You were doubled over the counter of Marla Connie's till, laughing uncontrollably as Russia argued with the little girl. His face red with embarrassment.

After a week and a few, the seamstress had finally finished tailoring new clothes for the Country, which you had come to pick up with him.

"He seems like he's settled in nicely, doesn't he?" Marla asked, chuckling away to herself as she rung up your money. "I think he has." You agreed, wiping tears from your eyes as you sighed audibly.

Marla leaned over the counter a little, her eyes watching her daughter clinging to the Russian's leg across her shop. "Say, he seems to be really good with Maya, if you wouldn't mind, maybe there could be some days I use him as a babysitter, if you don't have him working to the bone that is."

You thought it over. It could be good for him to have a job like that. As of now, you had finally managed to convince him to do small tasks around the lighthouse— which he took to just fine. Washing up, cleaning, lighting the Stanley when it got cold and doing laundry made up the bulk of his chores, and he got it all done before you finished your own work, leaving him with plenty of spare time in the day. Before, all his time was spent drinking and mulling around, now he spent his extra time playing card games with you and annotating the wildlife book he borrowed from you.

He spent his daylight hours prancing around outside, trying to find every flora and fauna in the meadows. Once found he would put a sticky note on the page in his book and circle it, proudly counting off everything he'd seen that day on a small notebook you lent him.

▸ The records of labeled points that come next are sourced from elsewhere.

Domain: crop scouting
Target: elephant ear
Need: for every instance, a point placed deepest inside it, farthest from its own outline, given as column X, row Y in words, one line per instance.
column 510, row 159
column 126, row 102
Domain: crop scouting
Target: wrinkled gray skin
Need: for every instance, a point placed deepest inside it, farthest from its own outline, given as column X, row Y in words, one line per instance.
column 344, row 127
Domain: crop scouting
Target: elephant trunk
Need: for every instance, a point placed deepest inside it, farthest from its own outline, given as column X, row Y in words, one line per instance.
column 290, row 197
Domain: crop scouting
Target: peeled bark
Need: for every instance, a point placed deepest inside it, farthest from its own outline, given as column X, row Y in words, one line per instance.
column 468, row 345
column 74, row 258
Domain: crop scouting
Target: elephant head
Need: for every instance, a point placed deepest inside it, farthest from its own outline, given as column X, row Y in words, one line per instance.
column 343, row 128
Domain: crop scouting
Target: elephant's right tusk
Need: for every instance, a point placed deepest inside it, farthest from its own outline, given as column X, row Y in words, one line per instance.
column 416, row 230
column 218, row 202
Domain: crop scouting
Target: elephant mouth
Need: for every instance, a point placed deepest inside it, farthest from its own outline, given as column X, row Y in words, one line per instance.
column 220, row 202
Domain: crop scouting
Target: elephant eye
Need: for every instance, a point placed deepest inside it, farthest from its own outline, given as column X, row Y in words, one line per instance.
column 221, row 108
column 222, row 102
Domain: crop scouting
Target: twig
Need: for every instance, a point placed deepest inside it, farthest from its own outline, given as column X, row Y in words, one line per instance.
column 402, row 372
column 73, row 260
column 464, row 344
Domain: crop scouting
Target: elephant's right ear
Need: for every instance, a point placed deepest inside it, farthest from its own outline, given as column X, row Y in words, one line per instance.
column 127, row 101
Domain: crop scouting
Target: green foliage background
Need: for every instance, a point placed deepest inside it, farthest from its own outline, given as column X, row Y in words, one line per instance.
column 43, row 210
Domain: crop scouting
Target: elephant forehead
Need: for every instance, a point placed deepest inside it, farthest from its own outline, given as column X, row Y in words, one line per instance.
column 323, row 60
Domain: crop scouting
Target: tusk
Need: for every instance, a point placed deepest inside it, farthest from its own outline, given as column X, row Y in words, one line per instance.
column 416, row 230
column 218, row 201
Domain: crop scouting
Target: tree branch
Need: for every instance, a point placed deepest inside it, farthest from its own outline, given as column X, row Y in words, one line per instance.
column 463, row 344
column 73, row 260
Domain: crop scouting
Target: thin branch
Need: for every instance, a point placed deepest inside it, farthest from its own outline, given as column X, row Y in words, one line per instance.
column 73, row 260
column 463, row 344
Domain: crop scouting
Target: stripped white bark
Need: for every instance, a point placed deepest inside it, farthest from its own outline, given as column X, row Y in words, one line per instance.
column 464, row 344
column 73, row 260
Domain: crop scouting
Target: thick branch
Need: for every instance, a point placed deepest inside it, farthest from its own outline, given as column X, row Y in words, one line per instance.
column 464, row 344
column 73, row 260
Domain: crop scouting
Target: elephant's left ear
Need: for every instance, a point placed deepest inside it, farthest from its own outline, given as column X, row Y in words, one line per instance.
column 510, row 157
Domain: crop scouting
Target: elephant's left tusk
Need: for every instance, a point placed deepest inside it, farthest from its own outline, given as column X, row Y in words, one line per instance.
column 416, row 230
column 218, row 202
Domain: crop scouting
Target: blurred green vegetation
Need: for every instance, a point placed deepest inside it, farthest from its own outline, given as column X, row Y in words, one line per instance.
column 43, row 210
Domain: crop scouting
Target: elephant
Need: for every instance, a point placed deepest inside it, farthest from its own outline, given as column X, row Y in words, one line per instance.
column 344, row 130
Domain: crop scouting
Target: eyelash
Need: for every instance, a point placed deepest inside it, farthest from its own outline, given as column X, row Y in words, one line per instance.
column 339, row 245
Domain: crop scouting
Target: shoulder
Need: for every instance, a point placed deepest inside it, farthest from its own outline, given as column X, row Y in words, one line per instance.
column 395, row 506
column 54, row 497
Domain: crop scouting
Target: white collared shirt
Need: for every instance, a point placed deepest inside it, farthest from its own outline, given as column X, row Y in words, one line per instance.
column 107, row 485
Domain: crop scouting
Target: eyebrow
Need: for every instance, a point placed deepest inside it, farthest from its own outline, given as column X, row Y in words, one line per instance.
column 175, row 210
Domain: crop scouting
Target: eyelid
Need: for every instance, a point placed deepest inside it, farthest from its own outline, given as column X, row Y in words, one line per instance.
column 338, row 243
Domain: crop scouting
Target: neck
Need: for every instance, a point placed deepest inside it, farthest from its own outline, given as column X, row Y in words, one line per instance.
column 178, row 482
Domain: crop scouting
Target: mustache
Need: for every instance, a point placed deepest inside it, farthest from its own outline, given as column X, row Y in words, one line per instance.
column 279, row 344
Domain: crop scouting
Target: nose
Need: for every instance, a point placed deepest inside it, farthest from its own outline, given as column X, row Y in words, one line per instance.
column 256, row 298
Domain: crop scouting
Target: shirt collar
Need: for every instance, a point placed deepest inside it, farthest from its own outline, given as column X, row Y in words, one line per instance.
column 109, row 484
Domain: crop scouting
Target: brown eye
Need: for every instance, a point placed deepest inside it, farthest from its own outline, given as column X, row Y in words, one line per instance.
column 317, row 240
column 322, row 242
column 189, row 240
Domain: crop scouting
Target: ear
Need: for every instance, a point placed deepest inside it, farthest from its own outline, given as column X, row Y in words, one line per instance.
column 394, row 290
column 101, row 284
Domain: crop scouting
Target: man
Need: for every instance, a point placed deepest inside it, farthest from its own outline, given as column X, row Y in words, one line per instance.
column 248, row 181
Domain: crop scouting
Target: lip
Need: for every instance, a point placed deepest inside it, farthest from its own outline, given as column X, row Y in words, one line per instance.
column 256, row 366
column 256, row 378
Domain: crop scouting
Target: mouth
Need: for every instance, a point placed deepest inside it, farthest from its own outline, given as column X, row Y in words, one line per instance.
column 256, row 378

You thought it sweet that he had begun to collect wildflowers, drying them out in the kitchen and leaving them in bunches by his bed.

You liked that he spent his time now doing something other than drinking himself into a hole every evening.

It seemed as though he was getting a little better, finally having found the energy to do something more than sleep and think. But you were aware that this stage of recovery was fragile, so you made sure to give him as much of your time as you could, so he had less of it alone with his thoughts.